With the FOMC rate decision just one week away, the market stands divided on whether a Fed rate hike would happen next week or not and if it does happen, will it create turmoil in the markets.


Most of the institutions – IMF, World Bank have said the rate hike at the current juncture may trigger volatility and turmoil. Furthermore, the big names have also taken a U-turn on a Fed rate hike. Earlier, till Q2 end, the fed rate hike was a net positive for the global economy and US economy. However, now the views have changed. Even the PBOC now feels rate hike could create turmoil or crisis in emerging markets.


So the question arises, whether anyone around really needs or prays for a Fed rate hike next week or later in 2015. There is some chatter about Switzerland praying for a fed rate hike as it is expected to weaken CHF and support the Swiss export industry and the tourism industry as well. The CHF may weaken in case of a Fed rate hike and provide relief to Swiss economy, but a no Fed rate hike could bring SNB very close to its own version of QE. Before discussing the same it is worth noting current SNB policy, Swiss bond yields and CHF exchange rate.

SNB interest rate changes

Change date                   percentage
January 15 2015            -0.750 % (already deep in –ve)
December 18 2014        -0.500 %
August 03 2011              0.125 %

• The interest rate paid on sight deposits at the SNB was cut on January 15 to -0.75%, meaning banks in effect pay a levy to park money at the central bank.

• The Swiss 10-year yield currently trades around -0.10%, the 2-year yield trades around -0.70%. (yields already in negative, foreign asset purchases under QE more likely)

• The EUR/CHF has recovered from the post-SNB low of 0.9651 to trade around 1.10, but still considerably below 1.2 (SNB cap).

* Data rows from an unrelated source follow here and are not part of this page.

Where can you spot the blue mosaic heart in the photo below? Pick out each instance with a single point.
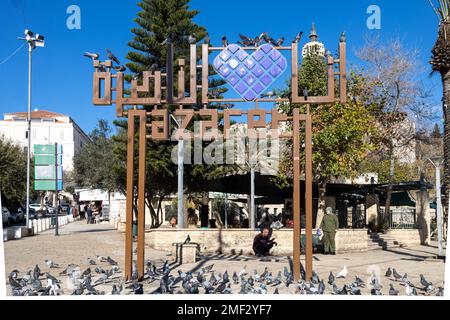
(250, 75)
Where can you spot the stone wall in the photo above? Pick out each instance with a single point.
(409, 237)
(240, 241)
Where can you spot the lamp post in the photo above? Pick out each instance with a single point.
(437, 165)
(33, 42)
(180, 215)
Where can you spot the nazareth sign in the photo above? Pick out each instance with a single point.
(48, 171)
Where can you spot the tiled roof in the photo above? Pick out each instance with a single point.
(37, 114)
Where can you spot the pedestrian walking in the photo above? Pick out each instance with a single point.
(329, 225)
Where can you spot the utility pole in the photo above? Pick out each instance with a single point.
(33, 42)
(437, 165)
(180, 214)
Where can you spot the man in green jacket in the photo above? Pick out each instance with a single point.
(329, 225)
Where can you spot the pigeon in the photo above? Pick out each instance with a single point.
(392, 291)
(246, 41)
(427, 285)
(14, 283)
(188, 240)
(259, 39)
(112, 57)
(388, 272)
(315, 278)
(224, 41)
(354, 290)
(225, 277)
(277, 279)
(91, 262)
(375, 292)
(111, 261)
(220, 288)
(50, 264)
(101, 279)
(396, 275)
(208, 268)
(86, 272)
(410, 291)
(280, 42)
(359, 282)
(99, 270)
(93, 56)
(256, 276)
(235, 278)
(321, 288)
(139, 288)
(120, 68)
(342, 273)
(405, 279)
(212, 279)
(298, 37)
(331, 278)
(207, 39)
(37, 285)
(242, 272)
(78, 292)
(192, 39)
(101, 258)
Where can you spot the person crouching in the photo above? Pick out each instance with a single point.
(262, 243)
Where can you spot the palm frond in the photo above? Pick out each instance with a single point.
(442, 9)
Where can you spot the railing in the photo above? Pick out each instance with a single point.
(401, 218)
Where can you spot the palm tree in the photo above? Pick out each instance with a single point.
(441, 63)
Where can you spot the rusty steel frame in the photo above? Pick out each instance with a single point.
(160, 130)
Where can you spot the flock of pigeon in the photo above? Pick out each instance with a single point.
(204, 281)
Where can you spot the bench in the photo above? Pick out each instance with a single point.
(185, 253)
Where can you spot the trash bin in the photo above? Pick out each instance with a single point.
(316, 242)
(134, 229)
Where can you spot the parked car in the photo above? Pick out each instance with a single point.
(17, 215)
(64, 208)
(5, 216)
(40, 213)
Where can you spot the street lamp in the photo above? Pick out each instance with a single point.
(180, 215)
(437, 165)
(33, 42)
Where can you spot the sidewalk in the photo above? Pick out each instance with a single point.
(79, 241)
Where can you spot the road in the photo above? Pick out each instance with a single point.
(79, 241)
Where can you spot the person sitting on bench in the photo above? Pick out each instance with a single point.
(262, 243)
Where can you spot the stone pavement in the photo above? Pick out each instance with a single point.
(79, 241)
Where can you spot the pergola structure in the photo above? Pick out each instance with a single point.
(108, 89)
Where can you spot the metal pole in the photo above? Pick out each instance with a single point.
(252, 197)
(57, 193)
(30, 50)
(180, 214)
(226, 211)
(439, 207)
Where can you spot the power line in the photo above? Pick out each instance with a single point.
(12, 54)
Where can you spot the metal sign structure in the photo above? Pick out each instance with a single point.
(48, 172)
(250, 71)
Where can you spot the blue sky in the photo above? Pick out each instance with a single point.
(62, 80)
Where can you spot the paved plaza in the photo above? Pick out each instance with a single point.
(78, 242)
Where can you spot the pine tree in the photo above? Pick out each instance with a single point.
(436, 133)
(160, 20)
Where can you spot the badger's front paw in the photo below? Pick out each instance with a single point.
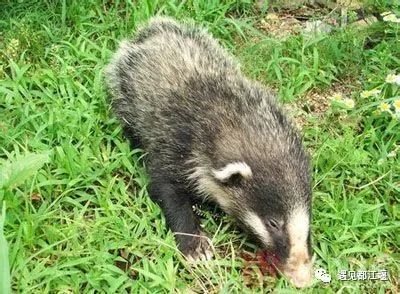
(196, 247)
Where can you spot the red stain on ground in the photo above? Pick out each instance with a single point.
(264, 260)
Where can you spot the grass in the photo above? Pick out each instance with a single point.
(78, 218)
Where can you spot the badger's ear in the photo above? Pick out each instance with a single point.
(232, 172)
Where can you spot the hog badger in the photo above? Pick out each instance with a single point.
(210, 132)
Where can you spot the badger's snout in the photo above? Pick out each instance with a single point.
(298, 265)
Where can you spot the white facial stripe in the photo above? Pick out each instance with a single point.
(299, 264)
(233, 168)
(255, 222)
(298, 227)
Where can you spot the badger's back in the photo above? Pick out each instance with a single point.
(182, 94)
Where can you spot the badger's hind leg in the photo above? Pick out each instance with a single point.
(176, 204)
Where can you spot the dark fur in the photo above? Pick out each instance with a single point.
(184, 99)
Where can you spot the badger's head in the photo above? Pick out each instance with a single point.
(270, 195)
(275, 205)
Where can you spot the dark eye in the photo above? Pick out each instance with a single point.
(273, 224)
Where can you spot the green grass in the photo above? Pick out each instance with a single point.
(78, 218)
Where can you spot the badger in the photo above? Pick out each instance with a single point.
(211, 133)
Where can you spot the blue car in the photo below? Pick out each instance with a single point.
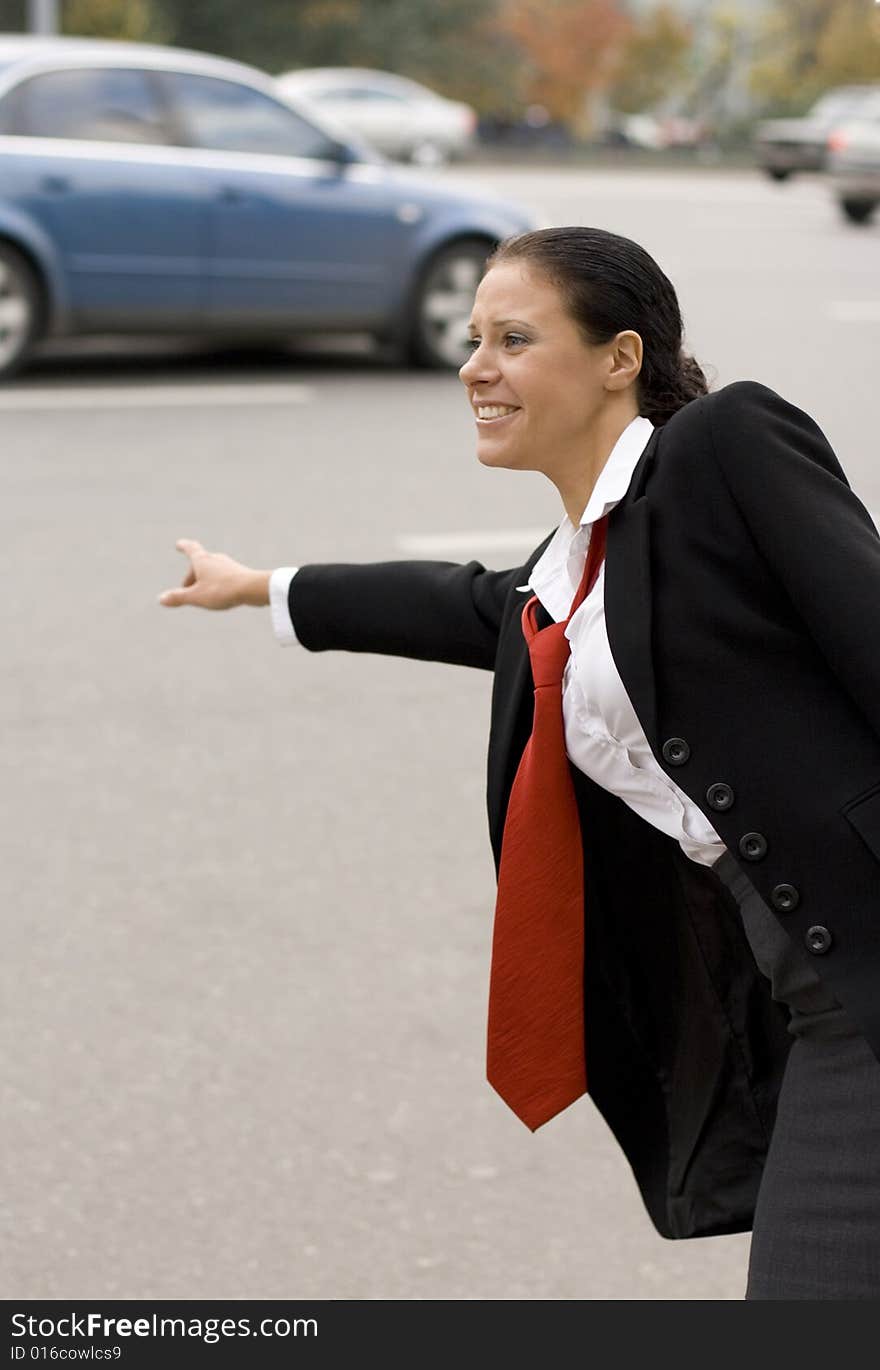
(148, 189)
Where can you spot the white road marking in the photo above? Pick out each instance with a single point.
(152, 396)
(490, 540)
(854, 311)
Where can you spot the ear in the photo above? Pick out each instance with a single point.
(624, 360)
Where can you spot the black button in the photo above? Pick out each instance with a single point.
(676, 751)
(720, 796)
(784, 898)
(819, 940)
(753, 845)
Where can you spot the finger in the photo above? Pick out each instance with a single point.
(172, 599)
(188, 545)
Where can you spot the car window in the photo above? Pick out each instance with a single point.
(362, 93)
(236, 118)
(104, 103)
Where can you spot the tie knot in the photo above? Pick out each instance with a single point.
(548, 651)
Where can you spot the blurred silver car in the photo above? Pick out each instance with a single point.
(854, 163)
(398, 117)
(787, 145)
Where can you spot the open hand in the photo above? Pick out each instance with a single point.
(215, 581)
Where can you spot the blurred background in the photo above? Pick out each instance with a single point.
(247, 892)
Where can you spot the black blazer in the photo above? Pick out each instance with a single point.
(743, 611)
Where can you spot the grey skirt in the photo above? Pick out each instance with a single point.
(817, 1219)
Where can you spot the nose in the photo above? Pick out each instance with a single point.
(477, 367)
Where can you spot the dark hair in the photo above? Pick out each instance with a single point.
(610, 284)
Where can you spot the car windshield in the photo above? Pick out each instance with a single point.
(838, 104)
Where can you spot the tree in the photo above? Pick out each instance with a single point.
(653, 62)
(813, 45)
(137, 21)
(569, 50)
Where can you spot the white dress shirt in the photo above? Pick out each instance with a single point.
(602, 733)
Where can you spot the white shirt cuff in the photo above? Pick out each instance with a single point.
(278, 592)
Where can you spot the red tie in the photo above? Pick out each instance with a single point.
(536, 1056)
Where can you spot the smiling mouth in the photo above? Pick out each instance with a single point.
(495, 413)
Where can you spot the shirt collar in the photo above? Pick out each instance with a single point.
(557, 574)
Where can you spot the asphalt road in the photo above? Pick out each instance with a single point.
(247, 891)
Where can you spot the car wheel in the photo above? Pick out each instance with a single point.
(858, 211)
(443, 302)
(21, 308)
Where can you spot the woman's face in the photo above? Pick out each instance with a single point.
(535, 385)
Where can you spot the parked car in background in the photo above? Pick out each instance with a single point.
(147, 189)
(398, 117)
(787, 145)
(854, 162)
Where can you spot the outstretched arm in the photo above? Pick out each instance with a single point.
(436, 611)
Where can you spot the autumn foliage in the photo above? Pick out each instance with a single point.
(570, 48)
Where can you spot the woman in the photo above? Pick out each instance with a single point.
(720, 710)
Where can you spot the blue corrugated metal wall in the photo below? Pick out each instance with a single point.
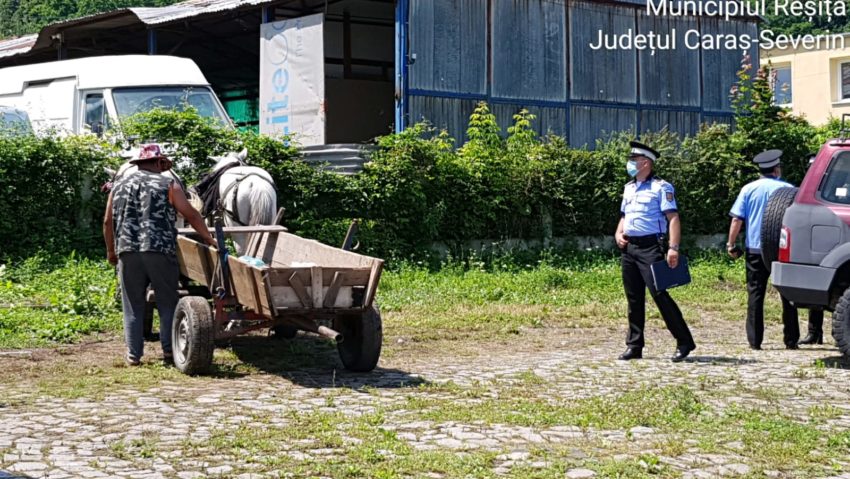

The sharp rise in the CHF since 2009 and after abandoning EUR/CHF cap in January this year has hurt the Swiss Export industry. Exports in July were 9.3% lower than a year ago, with watch industry worst affected. Despite the slump in exports, the official figures showed the Swiss economy avoided falling into recession this year.

What if Fed hikes rates

The popular opinion is a Fed rate hike would weaken CHF and support Swiss exports. But, it depends on how markets react to fed rate hike. If we go by IMF and World Bank view, then a Fed rate hike (resulting risk aversion in the markets) would lead to strength in traditional safe havens – CHF and drop in EUR (policy divergence, especially after last week’s dovish ECB). Thus, a fed rate hike may push up USD/CHF, but could lead to a drop in the EUR/CHF pair. However, there is a chance that a rate hike would be read by markets as a net positive, leading to more weakness in the traditional safe havens like CHF. Consequently, the net result could be slightly positive for Swiss exports.

What if Fed delays rate hike

Again, the popular opinion says CHF would strengthen and hurt Swiss exports. However, the resulting strength in CHF could be sharper, especially if global markets read a no rate hike decision as a net negative for the global economy. The resulting risk aversion would further add to CHF strength (safe haven + dovish Fed). On the other hand, EUR, though a funding currency, could underperform CHF during risk aversion due to ECB’s readiness to do more. Consequently, the net result would be a serious trouble for Swiss exports.
Overall the scenario says, the SNB is moving closer to its own version of QE as suggested by the IMF in March here.

The question is whether Swiss QE is on the horizon or still a few months or a year down the line.
The probability of the QE on the horizon is high if the Fed delays its rate hike and markets react in a negative way. The rate hike was sold as a net positive for the US and global economy, and thus, complete U-turn or signs of significant delay are more likely to spook markets and lead to serious risk aversion resulting in a sharp appreciation of CHF.